Sarcopenia is a progressive and pervasive skeletal muscle disease, which is associated with an increased risk of physical disability, decreased quality of life, and mortality in older adults (1). It is marked by declines in muscle mass, strength, and physical function, with its prevalence increasing significantly with age (2). This condition has become a major public health problem due to its direct impact on the functional independence of older adults (3).

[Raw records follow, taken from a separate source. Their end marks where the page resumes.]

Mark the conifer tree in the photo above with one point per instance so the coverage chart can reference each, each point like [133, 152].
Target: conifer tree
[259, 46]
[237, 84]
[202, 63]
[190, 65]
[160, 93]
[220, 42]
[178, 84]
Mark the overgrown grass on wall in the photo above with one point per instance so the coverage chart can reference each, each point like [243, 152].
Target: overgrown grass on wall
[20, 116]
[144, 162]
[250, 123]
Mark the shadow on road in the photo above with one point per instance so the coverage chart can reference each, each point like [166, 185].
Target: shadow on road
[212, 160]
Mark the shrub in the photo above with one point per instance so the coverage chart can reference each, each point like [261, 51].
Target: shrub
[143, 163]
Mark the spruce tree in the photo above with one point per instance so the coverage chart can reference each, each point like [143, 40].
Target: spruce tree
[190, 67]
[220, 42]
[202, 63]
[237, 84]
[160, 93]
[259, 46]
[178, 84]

Recently, various risk factors for sarcopenia have been identified, including age, gender, lifestyle, and the presence of comorbidities (46). Demographic and social factors, such as age, gender, education level, lifestyle, and health status, have also been found to affect the risk of sarcopenia (710). Habits such as smoking, drinking, and participation in social activities, for example, have been shown to play a role in altering muscle strength and physical function in older adults (11, 12). The risk is further exacerbated by chronic diseases, including heart and Pulmonary diseases (13, 14). In China, where the population is rapidly aging, sarcopenia has emerged as a major health issue (15, 16).

In recent years, significant progress has been made in sarcopenia research, particularly in regions such as Europe. These studies have explored the prevalence trends, risk factors, and intervention strategies for sarcopenia, guided by standardized diagnostic criteria (1). However, their findings are challenging to directly apply to China, a country characterized by a vast population, rapid aging, and notable differences in socioeconomic structures, lifestyles, nutritional patterns, and chronic disease burdens. The unique context of the Chinese older adult population profoundly influences sarcopenia risk and mechanisms. For instance, older adults in rural areas may face higher risks of sarcopenia due to lower economic levels and insufficient nutritional intake, while urban older adult individuals may be more vulnerable to sedentary behavior and social isolation (1719). Moreover, the high prevalence of chronic diseases such as diabetes, cardiovascular diseases, and liver diseases in China may involve complex interactions with sarcopenia, which remain underexplored in current research (2025).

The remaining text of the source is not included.